Sulle tracce di Simenon

Jean-Luc Bannalec, Intrigo Bretone. Omicidio a Pont-Aven, Superbeat 2020 (pp. 233, euro 18)

“Spostati, Maigret. È arrivato il commissario Dupin”: esagera la fascetta di cui il libro si fregia, ma un che di Simenon lo ritroviamo in questo romanzo, non fosse che per l’atmosfera tutta francese che lo pervade. Dupin infatti, dalla sua Parigi, ha dovuto spostarsi in Bretagna, a Concarneau e, contro ogni sua previsione, se ne innamora, di un amore che dura anche dopo che ha risolto il caso: l’omicidio di un albergatore novantunenne seguito da quello dell’erede, nella vicina Pont-Aven. Un luogo leggendario, sede della mitica Scuola artistica dominata dalla figura di Gauguin, meta di pittori che cercavano “il primitivo, il semplice, l’incontaminato e lì trovavano il mondo rurale”, la tradizione: “In fin dei conti, la Bretagna – sostengono i suoi quattro milioni di orgogliosi abitanti – apparteneva alla Francia solo dal 1522, ‘da cinquecento ridicoli anni’.”

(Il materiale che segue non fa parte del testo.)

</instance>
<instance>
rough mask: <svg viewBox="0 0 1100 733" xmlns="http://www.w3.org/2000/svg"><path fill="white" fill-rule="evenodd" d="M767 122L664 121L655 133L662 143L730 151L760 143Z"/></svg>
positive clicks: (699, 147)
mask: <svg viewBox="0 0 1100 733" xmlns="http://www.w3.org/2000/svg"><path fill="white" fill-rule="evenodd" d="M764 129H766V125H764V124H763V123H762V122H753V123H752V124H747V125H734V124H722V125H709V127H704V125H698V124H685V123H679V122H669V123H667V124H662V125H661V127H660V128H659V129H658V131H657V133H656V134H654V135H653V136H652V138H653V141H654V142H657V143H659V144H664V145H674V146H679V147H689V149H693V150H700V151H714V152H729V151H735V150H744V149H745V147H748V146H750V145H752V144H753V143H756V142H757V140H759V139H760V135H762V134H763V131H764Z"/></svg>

Paesaggio e contesto culturale sono dunque assicurati ed è su questo sfondo – qualcosa di più di un sfondo, in vero – si muove il nostro commissario, che quell’ambiente assimila, sì, come un Maigret, che arriva a conclusioni decisive presentando un’attenzione ai dettagli che non saprebbe giustificare, e prende nota anche dei “rituali che la gente s’(inventa) per il corso della giornata” essendo che “in nient’altro – ne era convinto – si (rivela) più chiaramente l’essenza di una persona”. Un Maigret tuttavia che pur amando cibo e vini buoni si scorda a volta di mangiare e s’ingozza di caffè, un uomo nervoso, spigoloso e reticente con i suoi sottoposti, che reprime a fatica reazioni o addirittura espressioni offensive come quelle che a Parigi l’avevano messo in cattiva luce presso i superiori. Non è però un ruvido e trasgressivo Rocco Schiavone, tutt’altro: “gli mancavano quegli eccessi che sembravano essere un requisito, o quanto meno una costante, della sua categoria professionale: consumo di alcol o droga, nevrosi o depressione a livelli clinici, qualche eclatante passato criminale, corruzione di alto livello, o un paio di matrimoni drammaticamente falliti. Lui non vantava nulla di tutto ciò”. E con brevi digressioni come questa, l’autore ci dà la misura di quanto sia consapevole che nei polizieschi quel che si cerca, più dell’intreccio, è ormai una figura originale di investigatore. Quante siano le varianti ancora a disposizione è problema degli scrittori che si provano nel genere.

Questo testo compare anche nel sito della nuova libreria Rinascita di Brescia, alle cui attività culturali Carlo Simoni collabora.